##  GRU

### Load data

In [20]:
import numpy as np
import tensorflow as tf
from tensorflow import keras
import pandas as pd

np.random.seed(1)
tf.random.set_seed(1)

In [21]:
X_test = pd.read_csv('data/bb_test_X.csv')
y_test = pd.read_csv('data/bb_test_y.csv')
X_train = pd.read_csv('data/bb_train_X.csv')
y_train = pd.read_csv('data/bb_train_y.csv')

## Data Transformation

In [22]:
#Target variables need to be an array with integer type
y_train = np.array(y_train)
y_test = np.array(y_test)

y_train = y_train.astype(np.int32)
y_test = y_test.astype(np.int32)

In [23]:
#Check the first 10 values of the train_y data set
y_train[0:10]

array([[0],
       [1],
       [1],
       [1],
       [1],
       [1],
       [0],
       [0],
       [0],
       [0]])

In [24]:
#Convert input variables to a 2-D array with float data type
X_train = np.array(X_train)
X_test = np.array(X_test)

X_train = X_train.astype(np.float32)
X_test = X_test.astype(np.float32)

In [25]:
X_train

array([[ -3.,  -3.,  -2., ...,  -5.,  -3.,  -7.],
       [  0.,   1.,  -1., ...,  10.,  12.,  15.],
       [ -3.,  -2.,  -2., ...,  14.,  12.,  12.],
       ...,
       [  2.,   6.,   8., ...,  -2.,   1.,   0.],
       [ -2.,   1.,  -1., ..., -19., -21., -14.],
       [  2.,   1.,   3., ...,   0.,   2.,   4.]], dtype=float32)

In [26]:
#Keras expects a different input format:
#Data needs to have 3 dimensions

X_train = np.reshape(X_train, (X_train.shape[0], X_train.shape[1], 1))
X_test = np.reshape(X_test, (X_test.shape[0], X_test.shape[1], 1))

In [27]:
X_train.shape, y_train.shape

((861, 36, 1), (861, 1))

In [28]:
X_train

array([[[ -3.],
        [ -3.],
        [ -2.],
        ...,
        [ -5.],
        [ -3.],
        [ -7.]],

       [[  0.],
        [  1.],
        [ -1.],
        ...,
        [ 10.],
        [ 12.],
        [ 15.]],

       [[ -3.],
        [ -2.],
        [ -2.],
        ...,
        [ 14.],
        [ 12.],
        [ 12.]],

       ...,

       [[  2.],
        [  6.],
        [  8.],
        ...,
        [ -2.],
        [  1.],
        [  0.]],

       [[ -2.],
        [  1.],
        [ -1.],
        ...,
        [-19.],
        [-21.],
        [-14.]],

       [[  2.],
        [  1.],
        [  3.],
        ...,
        [  0.],
        [  2.],
        [  4.]]], dtype=float32)

# Conv1D with one layer

In [29]:
n_steps = 36
n_inputs = 1

model = keras.models.Sequential([
    keras.layers.Conv1D(filters=10, kernel_size=3, strides=2, padding="valid", input_shape=[n_steps, n_inputs]),
    keras.layers.Dense(1, activation='sigmoid')
])

In [30]:
from tensorflow.keras.callbacks import EarlyStopping

early_stop = EarlyStopping(monitor='val_loss', patience=5, verbose=1, mode='auto')

np.random.seed(42)
tf.random.set_seed(42)

optimizer = keras.optimizers.Nadam(learning_rate=0.01)

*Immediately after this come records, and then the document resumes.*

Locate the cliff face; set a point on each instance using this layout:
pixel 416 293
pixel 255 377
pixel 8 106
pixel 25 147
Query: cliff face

model.compile(loss="binary_crossentropy", optimizer=optimizer, metrics=['accuracy'])

history = model.fit(
    X_train, 
    y_train, 
    epochs=20,
    validation_data=(X_test, y_test),
    callbacks=[early_stop]) # we defined this early_stop callback function earlier

Epoch 1/20
Epoch 2/20
Epoch 3/20
Epoch 4/20
Epoch 5/20
Epoch 6/20
Epoch 7/20
Epoch 8/20
Epoch 9/20
Epoch 10/20
Epoch 11/20
Epoch 11: early stopping


In [31]:
# evaluate the model

scores = model.evaluate(X_test, y_test, verbose=0)
scores

# In results, first is loss, second is accuracy

[0.5619614720344543, 0.7003028988838196]

In [32]:
# extract the accuracy from model.evaluate
print(f"{model.metrics_names[0]:s}: {scores[0]:.2f}")
print(f"{model.metrics_names[1]:s}: {scores[1]*100:.2f}")

loss: 0.56
accuracy: 70.03


# Conv1D with more layers

In [33]:
n_steps = 36
n_inputs = 1

model = keras.models.Sequential([
    keras.layers.Conv1D(filters=10, kernel_size=3, strides=2, padding="valid", input_shape=[n_steps, n_inputs]),
    keras.layers.Conv1D(filters=20, kernel_size=3, strides=1, padding="valid", dilation_rate=2),
    keras.layers.LSTM(32, return_sequences=True),
    keras.layers.LSTM(32),
    keras.layers.Dense(1, activation='sigmoid')
])

In [34]:
np.random.seed(42)
tf.random.set_seed(42)

optimizer = keras.optimizers.Nadam(learning_rate=0.01)

model.compile(loss="binary_crossentropy", optimizer=optimizer, metrics=['accuracy'])

history = model.fit(
    X_train, 
    y_train, 
    epochs=20,
    validation_data=(X_test, y_test), 
    callbacks=[early_stop] # we defined this early_stop callback function earlier
)

Epoch 1/20
Epoch 2/20
Epoch 3/20
Epoch 4/20
Epoch 5/20
Epoch 6/20
Epoch 7/20
Epoch 8/20
Epoch 9/20
Epoch 9: early stopping


In [35]:
# evaluate the model

scores = model.evaluate(X_test, y_test, verbose=0)
scores

# In results, first is loss, second is accuracy

[0.5336984992027283, 0.7344173192977905]

In [36]:
# extract the accuracy from model.evaluate

print("%s: %.2f" % (model.metrics_names[0], scores[0]))
print("%s: %.2f%%" % (model.metrics_names[1], scores[1]*100))


loss: 0.53
accuracy: 73.44%